9月 172014
 

大阪市を歩いて

私は6月に大阪市にある大阪人権博物館、生野区のいくのオモニハッキョを訪れ、人権や差別について学び、大阪で暮らす在日外国人の生活している姿を少しだけですが知ることができました。

大阪人権博物館前にある韓国の伝統楽器を紹介する像


まず大阪人権博物館は、1985年に日本で初めて人権に関する博物館として開館されました。主な目的としては、人権に関する資料を中心に展示することにより、来館者の人権意識の伸長と啓発を促しています。

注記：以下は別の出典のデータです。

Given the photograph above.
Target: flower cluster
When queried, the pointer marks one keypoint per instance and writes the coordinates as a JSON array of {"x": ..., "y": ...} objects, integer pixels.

展示されている資料の中で、私が最も深い関心を寄せたのが2004年に作成された「部落青年のアイデンティティ」というテーマのDVDでした。このDVDは部落出身の若い男性と女性の二人が対談形式で、これまでに部落出身ということで受けた経験やそのことによる考え方の変容を語っていました。その中で女性は、友達に自分が部落出身であることを打ち明けたときの話をしていました。彼女は、仲良くなった友達がどのような反応をするのかが心配になりながらも勇気をだし話しました。友達の反応は「関係ないよ」と返してくれ、その後も以前と変わらない態度で接してくれたことについて、嬉しかったそうです。しかし、同時に「関係ない」という言葉に物足りなさを感じたそうです。彼女にとって部落出身を打ち明けたことはとても大きなことで、「関係ない」という一言では片付けてほしくはなく、いろんなことを含めてしっかりと受け止めてほしかった気持ちがあったそうです。この彼女の言葉を画面越しに聞いた私にも似たような経験があったため、彼女の言葉が深く印象に残っています。以前、ある友達が隠し事を打ち明けてくれたとき、私も「関係ない」という言葉を返しました。しかし、その友達も深く悩み、考えて打ち明けたはずです。私は決して浅く考えていたつもりはありませんが、そのことをより深く考えるべきであり、まだまだ不十分な考えで返事をしていたことに気づかされました。

どのような言葉で返すことが良いのか、未だにその答えは見つかっていません。ただ、どのようなときにおいても、相手の言葉の重みを理解する努力を惜しまず、深く考えるべきであると感じています。

続いて在日外国人が多く居住する生野区において、読み書きが得意でない在日一世のオモニ、ハルモニやニューカマーの方々が学習している、「いくのオモニハッキョ(オモニハッキョは、韓国語でお母さん学校)」を訪れました。夜の19時ごろから続々と教室に訪れ、彼女たちはレベル別に分かれ、学習していました。小説の文章の中で使用されている漢字の読み書きや意味を学習していました。彼女たちの大勢が昼間働いているにも関わらず、不真面目な人は一人もおらず、学習に対して笑顔で真剣に取り組んでいました。直接、見学させて頂いた私はこの姿に深く感動しました。もちろん、彼女らを教えている支援者の先生方も明るく、笑顔で教えていました。単に黙々と学習をするのではなく、学習者と先生たちには多くの笑顔が見られ、その姿には、一体感を感じることができました。

鶴橋商店街


学習とは、いつでも誰でも取り組めることをこのオモニハッキョで実感しつつ、そのための学習場所や支援者の方々が必要不可欠です。しかし、今年で37年目であるオモニハッキョが長く続けてこられているのには、学習者と支援者の方々の一体感と、何よりも笑顔が絶えない教室であることではないか、と思います。